Mortana89 commented 8 months ago

API management service has an ARM API that lets us get the verification ID, which is the same for the entire subscription. So a similar API at the subscription-level could resolve the circular dependency here. However, even with that API added one would still run into a problem adding a DNS suffix to a new environment because the CNAME validation would fail (because you can't add a CNAME without knowing the default URL for the environment you are about to create.) And that is something that would not be possible to solve unless the DNS suffix settings is separated from the environment resource and made into its own resource in the ARM API spec.

Don't want to hijack this discussion, but I've been searching a lot for this issue, within APIM, where I need the customVerificationId in order to setup the DNS from within bicep. You are talking about an 'own resource ', could you please point me in the right direction to see what you are talking about?

praneetloke commented 8 months ago

@Mortana89

You are talking about an 'own resource ', could you please point me in the right direction to see what you are talking about?

That was just a suggestion. It doesn't exist today for Container Apps.

but I've been searching a lot for this issue, within APIM, where I need the customVerificationId in order to setup the DNS from within bicep.

I am actually not clear what you are looking for? Are you trying to setup APIM to point to your Container Apps environment? If that's the case, why do you want a custom DNS suffix for your environment? Simply set the custom domain to point to your APIM instead.

Mortana89 commented 8 months ago

@Mortana89

You are talking about an 'own resource ', could you please point me in the right direction to see what you are talking about?

That was just a suggestion. It doesn't exist today for Container Apps.

but I've been searching a lot for this issue, within APIM, where I need the customVerificationId in order to setup the DNS from within bicep.

I am actually not clear what you are looking for? Are you trying to setup APIM to point to your Container Apps environment? If that's the case, why do you want a custom DNS suffix for your environment? Simply set the custom domain to point to your APIM instead.

No, I'm trying to set up a custom domain for APIM, just like it's possible for app service, with bicep.

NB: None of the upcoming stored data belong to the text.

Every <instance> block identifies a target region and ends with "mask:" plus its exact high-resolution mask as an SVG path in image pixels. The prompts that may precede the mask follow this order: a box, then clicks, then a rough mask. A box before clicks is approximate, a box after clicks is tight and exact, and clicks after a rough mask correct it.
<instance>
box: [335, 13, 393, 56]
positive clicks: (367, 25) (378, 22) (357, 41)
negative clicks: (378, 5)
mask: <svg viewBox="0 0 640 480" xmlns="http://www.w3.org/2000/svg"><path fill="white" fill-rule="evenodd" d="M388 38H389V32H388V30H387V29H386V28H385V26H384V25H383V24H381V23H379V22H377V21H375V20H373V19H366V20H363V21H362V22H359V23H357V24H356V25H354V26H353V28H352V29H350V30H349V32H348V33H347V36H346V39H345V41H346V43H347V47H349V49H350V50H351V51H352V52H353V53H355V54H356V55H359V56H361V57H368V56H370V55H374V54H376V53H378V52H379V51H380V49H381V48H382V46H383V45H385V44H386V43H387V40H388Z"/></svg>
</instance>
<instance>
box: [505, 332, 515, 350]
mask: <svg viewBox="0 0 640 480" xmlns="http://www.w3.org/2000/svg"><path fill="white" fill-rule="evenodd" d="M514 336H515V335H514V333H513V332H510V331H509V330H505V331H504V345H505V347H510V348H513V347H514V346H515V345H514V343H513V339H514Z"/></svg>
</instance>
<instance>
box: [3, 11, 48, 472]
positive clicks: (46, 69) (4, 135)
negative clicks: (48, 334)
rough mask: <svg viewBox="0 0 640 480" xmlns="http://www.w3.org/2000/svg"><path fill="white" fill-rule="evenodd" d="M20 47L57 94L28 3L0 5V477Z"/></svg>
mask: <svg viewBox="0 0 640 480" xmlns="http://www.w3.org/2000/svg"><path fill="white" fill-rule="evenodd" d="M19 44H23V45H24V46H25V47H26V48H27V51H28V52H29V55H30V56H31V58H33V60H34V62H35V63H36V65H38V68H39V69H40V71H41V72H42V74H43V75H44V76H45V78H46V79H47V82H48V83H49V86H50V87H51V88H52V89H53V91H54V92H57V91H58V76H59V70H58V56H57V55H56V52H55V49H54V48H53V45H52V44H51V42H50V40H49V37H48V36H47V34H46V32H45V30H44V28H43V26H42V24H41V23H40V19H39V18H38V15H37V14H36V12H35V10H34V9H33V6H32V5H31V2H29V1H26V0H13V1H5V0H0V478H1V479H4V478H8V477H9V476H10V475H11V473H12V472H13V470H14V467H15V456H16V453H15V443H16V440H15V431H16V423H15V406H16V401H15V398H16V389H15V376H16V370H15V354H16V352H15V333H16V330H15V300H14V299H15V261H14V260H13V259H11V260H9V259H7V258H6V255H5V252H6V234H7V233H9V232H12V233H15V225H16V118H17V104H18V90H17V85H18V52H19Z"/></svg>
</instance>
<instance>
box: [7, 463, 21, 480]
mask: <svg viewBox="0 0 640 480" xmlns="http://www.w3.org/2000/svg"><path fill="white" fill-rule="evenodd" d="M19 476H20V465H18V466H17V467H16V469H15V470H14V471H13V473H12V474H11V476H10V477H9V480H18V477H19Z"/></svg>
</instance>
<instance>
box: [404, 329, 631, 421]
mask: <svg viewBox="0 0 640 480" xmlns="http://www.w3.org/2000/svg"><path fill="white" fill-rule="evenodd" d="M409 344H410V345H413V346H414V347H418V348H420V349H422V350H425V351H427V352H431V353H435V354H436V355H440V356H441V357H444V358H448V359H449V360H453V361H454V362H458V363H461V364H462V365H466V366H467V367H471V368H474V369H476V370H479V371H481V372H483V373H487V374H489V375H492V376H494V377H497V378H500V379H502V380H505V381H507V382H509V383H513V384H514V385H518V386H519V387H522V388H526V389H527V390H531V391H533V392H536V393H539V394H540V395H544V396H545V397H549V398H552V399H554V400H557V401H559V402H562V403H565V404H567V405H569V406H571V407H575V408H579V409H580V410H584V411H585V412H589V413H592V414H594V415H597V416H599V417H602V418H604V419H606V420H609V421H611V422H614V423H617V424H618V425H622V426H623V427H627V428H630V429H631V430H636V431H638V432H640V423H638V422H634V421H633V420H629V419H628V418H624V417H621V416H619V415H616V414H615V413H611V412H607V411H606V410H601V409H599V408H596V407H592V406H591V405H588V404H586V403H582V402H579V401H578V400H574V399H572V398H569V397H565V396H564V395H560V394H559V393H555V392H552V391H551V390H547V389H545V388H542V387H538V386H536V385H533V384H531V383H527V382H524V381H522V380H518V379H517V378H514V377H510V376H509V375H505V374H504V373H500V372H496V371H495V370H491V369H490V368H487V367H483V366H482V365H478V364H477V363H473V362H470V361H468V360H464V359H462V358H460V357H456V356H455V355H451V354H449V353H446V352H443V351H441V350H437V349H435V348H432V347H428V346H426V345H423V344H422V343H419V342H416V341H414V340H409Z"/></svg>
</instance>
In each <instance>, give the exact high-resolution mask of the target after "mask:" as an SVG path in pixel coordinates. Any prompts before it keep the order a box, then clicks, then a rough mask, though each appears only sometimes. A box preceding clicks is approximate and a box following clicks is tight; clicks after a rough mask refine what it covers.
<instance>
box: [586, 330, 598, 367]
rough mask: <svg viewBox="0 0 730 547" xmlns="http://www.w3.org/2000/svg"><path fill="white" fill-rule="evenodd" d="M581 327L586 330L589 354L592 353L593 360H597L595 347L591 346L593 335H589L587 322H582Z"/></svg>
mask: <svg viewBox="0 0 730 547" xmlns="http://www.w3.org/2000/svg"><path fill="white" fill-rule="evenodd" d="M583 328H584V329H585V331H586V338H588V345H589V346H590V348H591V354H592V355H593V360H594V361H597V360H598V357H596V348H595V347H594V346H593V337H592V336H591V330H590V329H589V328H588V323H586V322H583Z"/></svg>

But to do this I need this verification ID which I can't find in the APIM bicep stuff!

praneetloke commented 8 months ago

@Mortana89 the REST API endpoint for retrieving the ownership ID in order to add a custom domain to APIM is https://learn.microsoft.com/en-us/rest/api/apimanagement/api-management-service/get-domain-ownership-identifier?view=rest-apimanagement-2022-08-01&tabs=HTTP. Note that the API version is 2022-08-01. I don't know how you would execute that request in Bicep though. Perhaps using a deploymentScript and run the equivalent PowerShell or az CLI command instead?

Interestingly, @bbi-willemtoorenburgh while looking for the endpoint for APIM I found that Azure seems to have added a GET endpoint to retrieve the custom domain verification ID for a subscription in the Container Apps namespace too, in August, which doesn't have a dependency on the container app environment, so maybe the circular dependency is gone now? I am not working Container Apps at the moment so I don't have access to try this out with an existing environment, but if you do, could you please give this a shot? The API version seems to be 2023-08-01-preview. https://learn.microsoft.com/en-us/rest/api/containerapps/get-custom-domain-verification-id/get-custom-domain-verification-id?view=rest-containerapps-2023-08-01-preview&tabs=HTTP

bbi-willemtoorenburgh commented 8 months ago

@praneetloke fascinating! Thanks for highlighting that; it indeed seems like it'd be an appropriate workaround, though I firmly remain of the mind that this issue should stay open as it shouldn't be the burden of the users to have to hunt down this endpoint themselves.

I am also not working on Container Apps anymore, as problems like this one has motivated us to migrate off of Container Apps to just running a container host ourselves on basic VMs. The service, and sadly, the Container Apps team, has proven to be too unpredictable and untrustworthy for our needs.